Parkinson's Insight Engine (PIE)

Hi, everyone!

I wanted to summarize our progress with the Parkinson’s Insight Engine (PIE). First, I want to thank @vcatterson and @ehutchins for their excellent work on this project. Victoria’s work on concomitant medications is hugely helpful.

PIE aims to provide a framework for getting up and running with analysis of the PPMI data as fast as possible by automating the tedious parts (data loading, preprocessing, feature engineering, etc.) so the researcher can focus on what matters - deriving insights from the data.

There’s still much work to be done on this project, but I’m happy that we’ve nearly finished the data loading and merging portion of this data processing pipeline, as it’s easily the most involved part. I imagine the remaining portions will be much easier to implement. Please let me know if you would like to contribute to this project!

Parkinson’s Insight Engine (PIE) - Project Summary

Overview

The Parkinson’s Insight Engine (PIE) is a Python framework designed to load, process, and integrate data from the Parkinson’s Progression Markers Initiative (PPMI) dataset.

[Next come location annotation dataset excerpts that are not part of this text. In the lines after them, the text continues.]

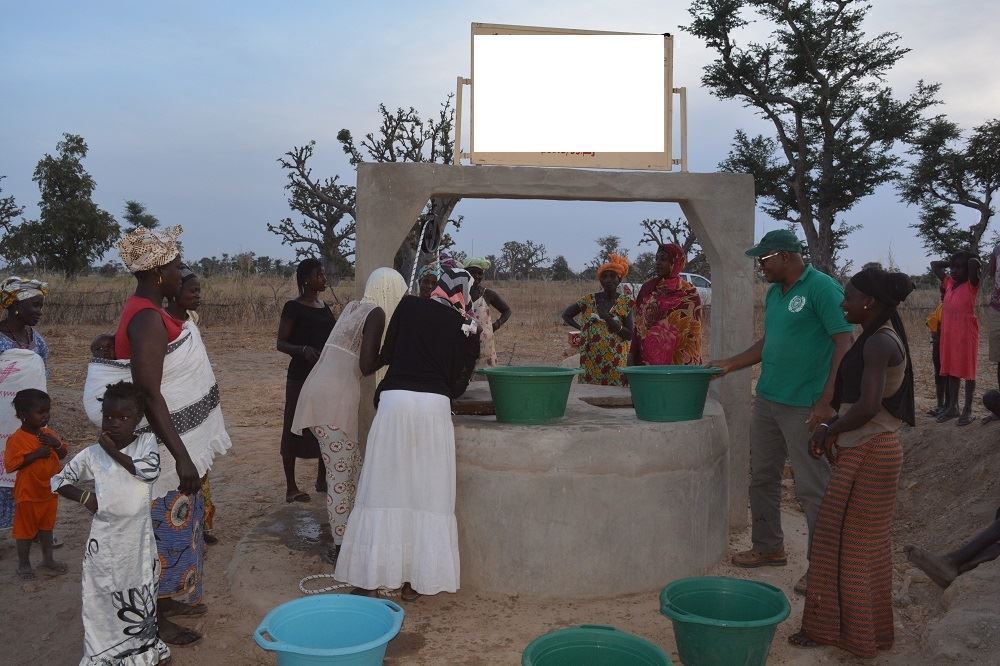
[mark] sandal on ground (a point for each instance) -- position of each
(178, 609)
(800, 639)
(54, 569)
(175, 634)
(408, 594)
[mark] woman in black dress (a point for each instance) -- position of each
(306, 323)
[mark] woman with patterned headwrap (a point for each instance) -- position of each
(402, 531)
(483, 300)
(328, 403)
(23, 360)
(668, 315)
(606, 328)
(167, 360)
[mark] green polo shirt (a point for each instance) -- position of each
(798, 329)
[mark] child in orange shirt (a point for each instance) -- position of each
(34, 452)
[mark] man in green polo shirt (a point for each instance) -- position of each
(805, 337)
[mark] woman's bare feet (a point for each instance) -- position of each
(53, 568)
(938, 569)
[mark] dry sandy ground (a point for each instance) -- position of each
(949, 490)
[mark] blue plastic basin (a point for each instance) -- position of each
(340, 629)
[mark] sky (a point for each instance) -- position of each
(186, 106)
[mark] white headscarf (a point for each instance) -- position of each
(385, 288)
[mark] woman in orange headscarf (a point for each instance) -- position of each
(668, 328)
(606, 327)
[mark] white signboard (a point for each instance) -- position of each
(550, 97)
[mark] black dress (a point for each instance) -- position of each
(310, 327)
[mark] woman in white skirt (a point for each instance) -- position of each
(328, 403)
(402, 532)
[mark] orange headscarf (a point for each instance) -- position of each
(616, 263)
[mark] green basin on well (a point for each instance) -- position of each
(669, 392)
(529, 394)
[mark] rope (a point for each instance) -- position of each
(331, 588)
(416, 258)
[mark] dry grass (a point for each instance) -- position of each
(257, 300)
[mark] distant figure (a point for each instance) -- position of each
(992, 314)
(849, 584)
(482, 300)
(944, 569)
(305, 325)
(34, 452)
(22, 345)
(120, 563)
(668, 315)
(805, 336)
(607, 326)
(940, 383)
(959, 332)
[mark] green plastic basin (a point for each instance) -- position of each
(529, 394)
(592, 645)
(721, 621)
(669, 392)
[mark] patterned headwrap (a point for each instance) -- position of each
(144, 249)
(482, 263)
(454, 290)
(15, 289)
(677, 259)
(616, 263)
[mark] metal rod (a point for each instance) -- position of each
(457, 153)
(683, 93)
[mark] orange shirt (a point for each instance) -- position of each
(31, 483)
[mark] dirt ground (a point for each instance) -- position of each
(949, 490)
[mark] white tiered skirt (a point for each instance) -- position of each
(403, 526)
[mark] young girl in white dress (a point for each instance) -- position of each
(120, 565)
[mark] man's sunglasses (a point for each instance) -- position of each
(762, 260)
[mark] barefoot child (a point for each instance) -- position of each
(34, 452)
(120, 565)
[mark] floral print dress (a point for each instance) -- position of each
(668, 323)
(121, 567)
(603, 351)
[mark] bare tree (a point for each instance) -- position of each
(327, 208)
(946, 176)
(819, 79)
(656, 232)
(522, 260)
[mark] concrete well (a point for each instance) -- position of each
(599, 504)
(719, 207)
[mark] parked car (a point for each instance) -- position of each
(702, 284)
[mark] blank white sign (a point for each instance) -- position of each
(568, 93)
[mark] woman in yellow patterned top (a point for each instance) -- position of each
(606, 328)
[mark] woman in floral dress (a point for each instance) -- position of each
(668, 325)
(606, 328)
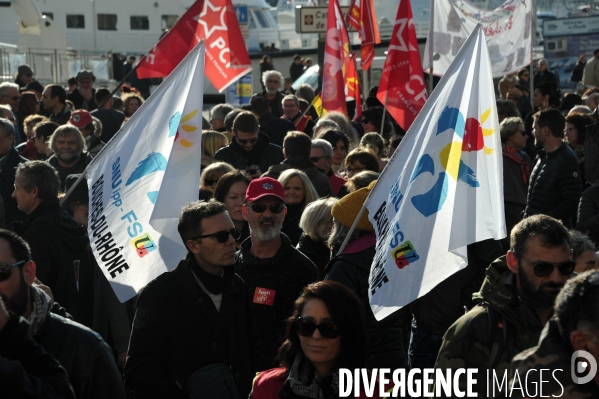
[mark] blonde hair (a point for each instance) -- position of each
(214, 170)
(315, 217)
(212, 141)
(310, 194)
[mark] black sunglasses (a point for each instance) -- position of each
(544, 269)
(327, 328)
(251, 141)
(223, 236)
(6, 268)
(316, 159)
(274, 208)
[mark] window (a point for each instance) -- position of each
(75, 21)
(140, 23)
(106, 21)
(167, 21)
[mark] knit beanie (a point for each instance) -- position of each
(347, 209)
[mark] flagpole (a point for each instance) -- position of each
(351, 230)
(430, 46)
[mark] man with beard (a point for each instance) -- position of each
(275, 272)
(88, 361)
(516, 301)
(69, 157)
(554, 188)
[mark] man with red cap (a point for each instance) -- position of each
(274, 271)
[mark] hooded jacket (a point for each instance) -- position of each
(466, 343)
(555, 354)
(59, 248)
(264, 154)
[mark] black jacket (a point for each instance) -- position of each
(285, 275)
(26, 369)
(264, 154)
(319, 180)
(89, 362)
(385, 337)
(554, 188)
(63, 172)
(56, 243)
(316, 251)
(275, 128)
(7, 186)
(177, 330)
(77, 99)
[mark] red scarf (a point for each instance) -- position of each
(518, 157)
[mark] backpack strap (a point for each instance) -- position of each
(497, 335)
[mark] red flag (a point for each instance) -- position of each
(353, 87)
(353, 15)
(215, 22)
(402, 89)
(336, 59)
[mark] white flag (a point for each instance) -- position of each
(443, 187)
(507, 29)
(141, 179)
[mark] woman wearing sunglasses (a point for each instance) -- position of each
(325, 333)
(230, 190)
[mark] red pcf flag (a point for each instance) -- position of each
(215, 22)
(402, 88)
(336, 59)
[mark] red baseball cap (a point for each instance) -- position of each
(80, 118)
(263, 187)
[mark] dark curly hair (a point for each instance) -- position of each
(348, 314)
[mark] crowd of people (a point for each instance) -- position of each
(267, 303)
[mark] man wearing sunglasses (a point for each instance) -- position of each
(274, 271)
(573, 328)
(516, 301)
(88, 361)
(194, 316)
(250, 150)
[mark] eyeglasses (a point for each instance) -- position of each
(316, 159)
(6, 268)
(223, 236)
(251, 141)
(544, 269)
(274, 208)
(327, 328)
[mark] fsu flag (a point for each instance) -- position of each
(336, 59)
(442, 188)
(402, 88)
(214, 21)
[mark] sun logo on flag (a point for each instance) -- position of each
(472, 134)
(183, 132)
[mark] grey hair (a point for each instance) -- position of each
(266, 74)
(339, 233)
(291, 97)
(220, 111)
(324, 146)
(39, 174)
(7, 127)
(315, 217)
(4, 87)
(66, 130)
(509, 126)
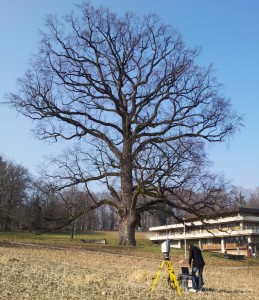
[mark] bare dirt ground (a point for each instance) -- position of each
(42, 273)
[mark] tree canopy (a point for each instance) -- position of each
(131, 94)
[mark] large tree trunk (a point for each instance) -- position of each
(127, 213)
(127, 227)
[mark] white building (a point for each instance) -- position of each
(230, 232)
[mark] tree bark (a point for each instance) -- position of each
(127, 226)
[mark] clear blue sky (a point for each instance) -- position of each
(227, 31)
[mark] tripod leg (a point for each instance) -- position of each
(157, 276)
(173, 279)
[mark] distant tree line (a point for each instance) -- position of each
(27, 204)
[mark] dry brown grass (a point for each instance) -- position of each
(29, 272)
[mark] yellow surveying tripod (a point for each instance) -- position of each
(172, 277)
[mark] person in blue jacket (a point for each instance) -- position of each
(196, 262)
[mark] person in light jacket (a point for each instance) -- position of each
(196, 262)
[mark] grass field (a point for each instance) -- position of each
(55, 267)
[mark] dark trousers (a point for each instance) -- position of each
(200, 279)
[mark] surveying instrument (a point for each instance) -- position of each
(172, 280)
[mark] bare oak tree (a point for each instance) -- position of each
(131, 92)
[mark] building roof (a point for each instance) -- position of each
(240, 210)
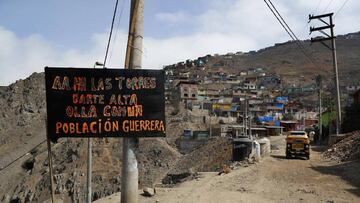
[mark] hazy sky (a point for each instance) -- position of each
(39, 33)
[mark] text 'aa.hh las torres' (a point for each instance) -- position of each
(85, 102)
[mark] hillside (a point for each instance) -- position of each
(23, 114)
(286, 60)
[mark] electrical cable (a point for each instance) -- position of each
(15, 160)
(117, 29)
(289, 31)
(111, 29)
(317, 7)
(341, 7)
(327, 6)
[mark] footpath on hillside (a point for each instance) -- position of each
(274, 179)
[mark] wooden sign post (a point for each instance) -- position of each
(88, 103)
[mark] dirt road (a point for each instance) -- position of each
(274, 179)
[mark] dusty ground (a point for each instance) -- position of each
(275, 179)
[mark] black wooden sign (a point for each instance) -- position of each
(87, 102)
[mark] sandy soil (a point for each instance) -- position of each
(274, 179)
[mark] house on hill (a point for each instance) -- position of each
(187, 90)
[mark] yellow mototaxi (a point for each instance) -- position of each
(297, 144)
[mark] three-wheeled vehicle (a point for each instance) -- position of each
(297, 144)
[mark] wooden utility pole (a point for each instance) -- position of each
(319, 83)
(330, 25)
(129, 182)
(50, 169)
(89, 170)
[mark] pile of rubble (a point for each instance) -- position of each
(209, 157)
(347, 149)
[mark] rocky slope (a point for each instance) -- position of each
(23, 153)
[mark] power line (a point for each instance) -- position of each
(289, 31)
(15, 160)
(117, 28)
(342, 6)
(111, 29)
(317, 7)
(327, 6)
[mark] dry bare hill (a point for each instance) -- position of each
(287, 60)
(22, 127)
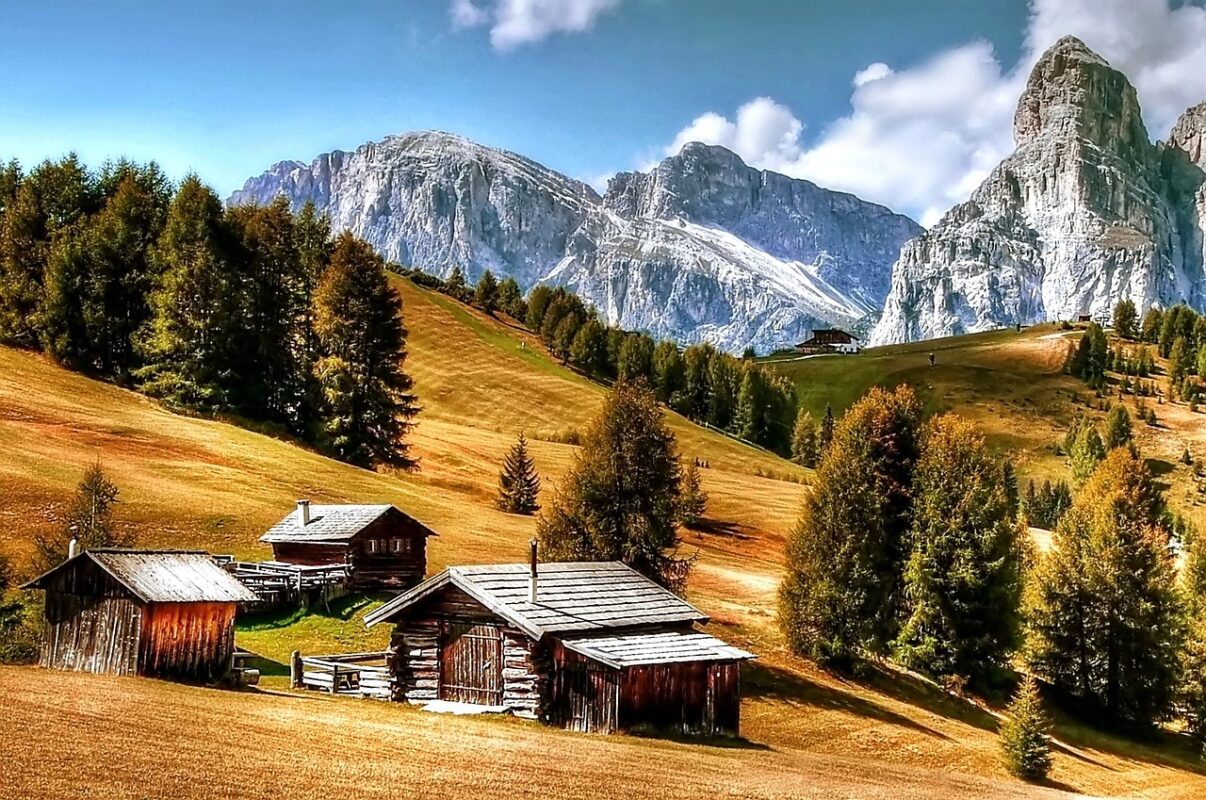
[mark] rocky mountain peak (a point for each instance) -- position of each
(1073, 93)
(1189, 134)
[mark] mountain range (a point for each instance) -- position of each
(703, 247)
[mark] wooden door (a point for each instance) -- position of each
(472, 664)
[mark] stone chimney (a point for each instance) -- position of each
(533, 574)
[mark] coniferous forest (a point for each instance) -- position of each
(252, 311)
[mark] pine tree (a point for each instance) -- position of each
(846, 556)
(589, 349)
(962, 577)
(88, 519)
(194, 310)
(485, 296)
(668, 371)
(826, 431)
(692, 500)
(367, 400)
(620, 498)
(1104, 611)
(1125, 317)
(805, 443)
(1118, 427)
(1025, 742)
(519, 485)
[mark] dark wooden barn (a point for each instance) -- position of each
(584, 646)
(380, 547)
(164, 613)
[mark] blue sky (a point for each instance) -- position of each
(584, 86)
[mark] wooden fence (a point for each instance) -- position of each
(351, 673)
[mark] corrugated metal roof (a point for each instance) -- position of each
(571, 596)
(164, 576)
(338, 523)
(640, 648)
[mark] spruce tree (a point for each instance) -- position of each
(1118, 427)
(620, 498)
(692, 500)
(519, 485)
(1106, 620)
(368, 403)
(1025, 742)
(825, 436)
(805, 443)
(962, 577)
(88, 519)
(841, 595)
(485, 296)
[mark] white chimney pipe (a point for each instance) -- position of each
(532, 574)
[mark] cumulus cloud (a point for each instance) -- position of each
(522, 22)
(920, 139)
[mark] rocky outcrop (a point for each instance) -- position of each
(702, 247)
(1086, 211)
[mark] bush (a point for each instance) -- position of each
(1025, 743)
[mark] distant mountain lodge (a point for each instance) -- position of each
(583, 646)
(829, 340)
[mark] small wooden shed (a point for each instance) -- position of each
(584, 646)
(380, 546)
(164, 613)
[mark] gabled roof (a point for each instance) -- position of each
(331, 524)
(571, 596)
(162, 576)
(638, 648)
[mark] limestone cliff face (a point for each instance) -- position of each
(701, 249)
(1086, 211)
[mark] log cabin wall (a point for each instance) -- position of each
(419, 642)
(93, 623)
(187, 641)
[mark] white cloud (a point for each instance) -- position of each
(522, 22)
(921, 139)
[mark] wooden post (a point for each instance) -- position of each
(296, 670)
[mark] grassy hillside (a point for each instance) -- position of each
(199, 483)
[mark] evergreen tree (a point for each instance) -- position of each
(589, 349)
(510, 299)
(1125, 317)
(1153, 321)
(1104, 611)
(692, 500)
(636, 357)
(825, 436)
(485, 296)
(367, 398)
(455, 285)
(194, 310)
(846, 556)
(962, 577)
(519, 485)
(668, 371)
(620, 500)
(1025, 742)
(1118, 427)
(88, 519)
(805, 443)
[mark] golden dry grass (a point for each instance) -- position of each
(199, 483)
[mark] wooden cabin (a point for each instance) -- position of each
(381, 547)
(829, 340)
(163, 613)
(584, 646)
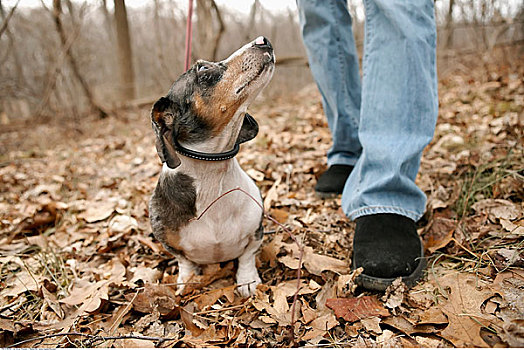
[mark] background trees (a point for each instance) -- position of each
(79, 57)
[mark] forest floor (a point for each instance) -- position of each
(79, 266)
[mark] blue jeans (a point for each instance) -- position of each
(382, 122)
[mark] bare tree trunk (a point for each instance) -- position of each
(125, 55)
(19, 71)
(449, 24)
(251, 21)
(209, 36)
(107, 21)
(164, 68)
(57, 10)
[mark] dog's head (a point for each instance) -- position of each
(211, 98)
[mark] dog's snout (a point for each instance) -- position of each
(262, 42)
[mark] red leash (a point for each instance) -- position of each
(189, 35)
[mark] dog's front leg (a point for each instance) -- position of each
(186, 269)
(247, 274)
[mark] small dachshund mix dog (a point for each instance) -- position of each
(199, 126)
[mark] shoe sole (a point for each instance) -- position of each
(380, 284)
(327, 195)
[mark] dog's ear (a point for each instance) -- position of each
(163, 120)
(249, 129)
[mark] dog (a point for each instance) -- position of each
(199, 125)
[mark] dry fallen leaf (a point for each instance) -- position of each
(463, 309)
(97, 211)
(354, 309)
(439, 234)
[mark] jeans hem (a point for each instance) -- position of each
(341, 160)
(383, 209)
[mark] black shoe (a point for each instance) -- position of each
(331, 183)
(387, 246)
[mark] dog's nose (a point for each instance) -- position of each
(262, 42)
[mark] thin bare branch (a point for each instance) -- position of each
(3, 28)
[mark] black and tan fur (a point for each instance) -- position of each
(205, 111)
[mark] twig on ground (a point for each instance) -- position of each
(91, 337)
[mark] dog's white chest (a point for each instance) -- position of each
(228, 225)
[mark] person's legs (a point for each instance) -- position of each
(398, 117)
(333, 58)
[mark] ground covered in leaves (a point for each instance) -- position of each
(80, 267)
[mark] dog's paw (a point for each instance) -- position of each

The framework provides a modular, extensible architecture for working with the diverse data types in the PPMI dataset, including clinical assessments, biospecimens, imaging, and more.

Key Components

1. Data Loader System

The core of the framework is a unified data loading system that:

  • Provides a consistent interface for accessing all PPMI data types
  • Allows selective loading of specific data modalities
  • Handles directory structure and file format variations
  • Implemented robust error handling and logging

The main entry point is the DataLoader class in data_loader.py, which coordinates loading from various specialized loaders.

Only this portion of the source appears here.